There are three main areas in the checklist where a LIMS could help satisfy FSMA requirements:
- Finalizing written food safety systems and making sure certain employees know the plans. LIMS provides the framework to set up documented food safety sampling requirements and track microbial test results over time. This facilitates recall and more detailed investigation should a sample fail.
- Well organized and maintained data, and ease of records access. LIMS should be capable of date and time stamping every entry and since it will contain all the test data over time, this can be easily recalled should the need arise. Typically a standard operating procedure would be developed, which will increase testing and start “out-of-specification” actions if abnormal microbial contamination is detected. LIMS can provide a full audit trail for all test data and produce reports showing result trends over time, highlighting variance and peaks in data.
- Proper documentation of corrective actions. In the event of failures, investigators will want to focus on the particular sample points and the “out-of-specification” actions that were initiated to investigate and resolve these failures. Typically three months of data is requested around these sample points, although up to two years’ worth of data could be requested.
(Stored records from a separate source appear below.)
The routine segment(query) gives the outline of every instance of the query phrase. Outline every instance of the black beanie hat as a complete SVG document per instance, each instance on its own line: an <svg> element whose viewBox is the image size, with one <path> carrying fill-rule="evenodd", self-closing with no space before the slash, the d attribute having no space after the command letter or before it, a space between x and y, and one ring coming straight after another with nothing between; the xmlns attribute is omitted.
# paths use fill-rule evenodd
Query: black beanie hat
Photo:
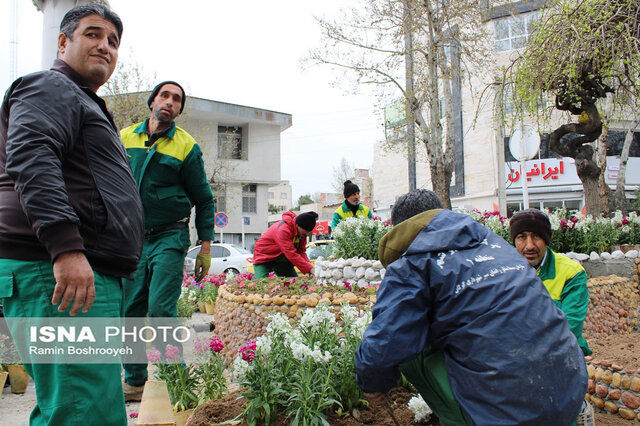
<svg viewBox="0 0 640 426"><path fill-rule="evenodd" d="M514 214L509 221L509 228L513 242L522 232L535 232L547 245L551 242L551 222L540 210L527 209Z"/></svg>
<svg viewBox="0 0 640 426"><path fill-rule="evenodd" d="M168 80L168 81L163 81L162 83L158 83L156 87L154 87L153 90L151 91L151 94L149 95L149 99L147 99L147 105L149 105L149 108L151 108L151 102L153 102L156 96L158 96L158 92L160 91L162 86L164 86L165 84L176 85L180 88L180 90L182 90L182 104L180 105L180 114L182 114L182 110L184 109L184 103L187 101L187 94L184 92L184 89L182 88L182 86L180 86L175 81Z"/></svg>
<svg viewBox="0 0 640 426"><path fill-rule="evenodd" d="M318 213L316 212L304 212L300 213L298 217L296 217L296 225L306 231L313 231L313 228L316 227L316 219L318 218Z"/></svg>
<svg viewBox="0 0 640 426"><path fill-rule="evenodd" d="M358 185L351 182L350 180L344 183L344 198L348 198L356 192L360 192L360 188L358 188Z"/></svg>

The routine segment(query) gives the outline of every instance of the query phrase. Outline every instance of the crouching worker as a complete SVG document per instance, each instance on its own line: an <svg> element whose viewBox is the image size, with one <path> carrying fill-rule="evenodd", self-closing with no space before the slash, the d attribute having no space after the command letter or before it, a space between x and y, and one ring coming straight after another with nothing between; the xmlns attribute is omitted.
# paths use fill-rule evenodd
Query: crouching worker
<svg viewBox="0 0 640 426"><path fill-rule="evenodd" d="M282 220L274 223L258 240L253 251L256 278L264 278L273 272L279 277L297 277L313 269L305 252L307 237L316 226L318 214L304 212L299 216L284 212Z"/></svg>
<svg viewBox="0 0 640 426"><path fill-rule="evenodd" d="M564 315L509 243L441 207L427 190L393 207L358 385L375 404L402 372L443 425L571 424L587 372Z"/></svg>

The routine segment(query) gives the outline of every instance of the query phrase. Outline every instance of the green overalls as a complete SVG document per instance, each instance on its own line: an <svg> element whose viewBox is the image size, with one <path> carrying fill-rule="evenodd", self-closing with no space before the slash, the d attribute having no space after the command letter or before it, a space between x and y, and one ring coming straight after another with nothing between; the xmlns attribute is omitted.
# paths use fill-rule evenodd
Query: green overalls
<svg viewBox="0 0 640 426"><path fill-rule="evenodd" d="M184 258L189 248L188 220L195 205L198 238L213 239L215 208L202 151L172 124L153 138L148 120L121 132L142 198L145 240L133 280L125 281L126 317L175 317ZM125 364L125 381L141 386L146 364Z"/></svg>
<svg viewBox="0 0 640 426"><path fill-rule="evenodd" d="M17 335L17 330L12 327L11 317L69 318L68 310L58 312L58 307L51 304L56 280L50 261L0 259L0 271L0 297L12 334ZM95 271L94 280L93 306L74 318L121 317L122 281ZM38 383L30 426L127 424L120 364L30 364L28 353L20 353L20 358ZM108 404L103 395L109 395Z"/></svg>

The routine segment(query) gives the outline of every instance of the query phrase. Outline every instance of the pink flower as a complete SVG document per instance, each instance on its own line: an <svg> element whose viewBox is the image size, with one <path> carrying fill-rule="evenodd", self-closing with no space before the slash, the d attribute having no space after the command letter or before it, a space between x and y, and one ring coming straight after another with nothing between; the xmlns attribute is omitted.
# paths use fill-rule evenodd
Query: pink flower
<svg viewBox="0 0 640 426"><path fill-rule="evenodd" d="M169 361L178 361L180 360L180 349L177 346L167 345L167 348L164 350L164 356L166 356Z"/></svg>
<svg viewBox="0 0 640 426"><path fill-rule="evenodd" d="M245 361L253 361L256 355L256 342L249 342L247 345L240 348L240 355Z"/></svg>
<svg viewBox="0 0 640 426"><path fill-rule="evenodd" d="M316 287L316 286L309 287L309 291L316 291L317 289L318 289L318 287Z"/></svg>
<svg viewBox="0 0 640 426"><path fill-rule="evenodd" d="M155 364L156 362L160 361L162 359L162 354L160 353L159 350L154 349L151 350L149 352L147 352L147 360L152 363Z"/></svg>
<svg viewBox="0 0 640 426"><path fill-rule="evenodd" d="M196 337L195 342L193 342L193 351L197 354L201 354L207 350L205 343L202 341L200 337Z"/></svg>
<svg viewBox="0 0 640 426"><path fill-rule="evenodd" d="M272 289L271 289L271 291L276 291L276 290L277 290L277 289L279 289L279 288L280 288L280 286L279 286L279 285L277 285L277 286L275 286L274 288L272 288Z"/></svg>
<svg viewBox="0 0 640 426"><path fill-rule="evenodd" d="M253 281L247 284L247 287L255 287L255 286L256 286L256 283L254 283Z"/></svg>
<svg viewBox="0 0 640 426"><path fill-rule="evenodd" d="M275 277L275 276L276 276L276 274L275 274L275 273L273 273L273 272L269 272L269 275L268 275L268 276L269 276L269 278L273 278L273 277Z"/></svg>
<svg viewBox="0 0 640 426"><path fill-rule="evenodd" d="M222 343L222 340L218 339L217 337L212 337L211 341L209 342L209 347L213 352L218 353L222 351L222 349L224 349L224 343Z"/></svg>
<svg viewBox="0 0 640 426"><path fill-rule="evenodd" d="M132 419L137 419L138 418L138 413L131 413L131 414L129 414L129 417L131 417Z"/></svg>
<svg viewBox="0 0 640 426"><path fill-rule="evenodd" d="M622 218L622 224L623 225L628 225L629 224L629 219L627 219L626 217Z"/></svg>
<svg viewBox="0 0 640 426"><path fill-rule="evenodd" d="M242 281L242 282L240 283L240 285L238 286L238 288L242 288L242 287L244 287L244 281Z"/></svg>
<svg viewBox="0 0 640 426"><path fill-rule="evenodd" d="M344 286L344 288L351 291L351 284L349 284L348 281L342 281L342 285Z"/></svg>

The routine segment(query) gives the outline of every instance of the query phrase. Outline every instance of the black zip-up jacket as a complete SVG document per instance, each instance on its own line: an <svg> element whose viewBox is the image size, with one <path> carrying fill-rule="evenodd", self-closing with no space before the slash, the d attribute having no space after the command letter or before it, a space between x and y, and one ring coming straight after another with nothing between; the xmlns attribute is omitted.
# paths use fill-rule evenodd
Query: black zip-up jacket
<svg viewBox="0 0 640 426"><path fill-rule="evenodd" d="M54 261L80 250L128 277L142 203L104 101L64 61L17 79L0 109L0 257Z"/></svg>

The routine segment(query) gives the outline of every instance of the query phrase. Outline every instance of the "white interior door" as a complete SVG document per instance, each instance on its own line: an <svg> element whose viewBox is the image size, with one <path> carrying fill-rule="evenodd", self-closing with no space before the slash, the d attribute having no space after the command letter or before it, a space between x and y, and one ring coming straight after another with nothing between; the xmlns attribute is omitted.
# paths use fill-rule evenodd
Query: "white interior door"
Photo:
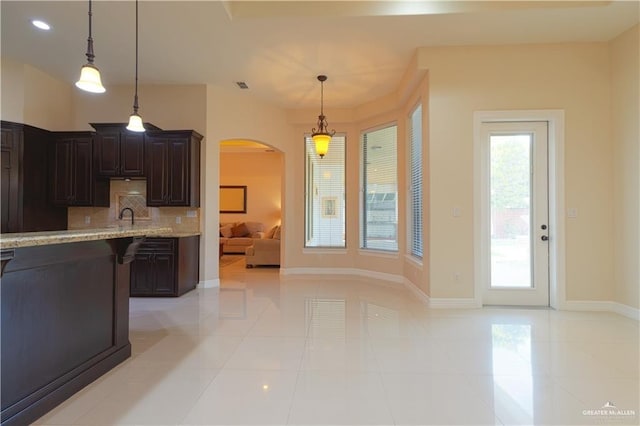
<svg viewBox="0 0 640 426"><path fill-rule="evenodd" d="M483 304L549 306L546 122L483 123Z"/></svg>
LIMS should allow data to be instantly pulled from the database as a report for further investigation.
FDA investigators will be most interested in what happens in the event of a failure and what learning gets incorporated into your regular regime. What happens when an out-of-specification result is obtained is the crux of preventive testing regimes. Actions might include changing sanitation methods, increasing test frequency or locations in areas of concern, segregating traffic patterns, re-training staff and so forth. Some of these actions, such as increasing test frequency, can be automated. All actions must be clearly documented, which can be done by adding appropriate records directly into the LIMS. This captures the actions that each quality improvement cycle needs in order to discover the likely root cause of any problems and how they may be avoided in the future.
All corrective actions should identify the root cause of the deviation, actions taken to prevent recurrence and, if product safety is not affected, a written conclusion (supported by factual and scientific data) that the deviation “does not create an immediate food safety issue.”
The emphasis should always be on preventive actions to remove potential points of failure before issues get into the final delivered products causing stock loss and costly recalls.
Configuring a LIMS for Environmental Monitoring
While most LIMS in principle provide the capability to handle the requirements of environmental monitoring, the system will need to be configured to do so, and this may not be a trivial exercise. The software will need to be configured to represent user requirements in terms of workflows, screen designs, menu designs, terminology, numbering schemes, report designs and much more. For many LIMS, full configuration for specific applications requires custom coding, which will require re-validation.
Once configured, LIMS can offer a practical way for food and beverage companies to document their sanitation/safety programs and instantly show written evidence of both testing and corrective actions when the FDA comes knocking.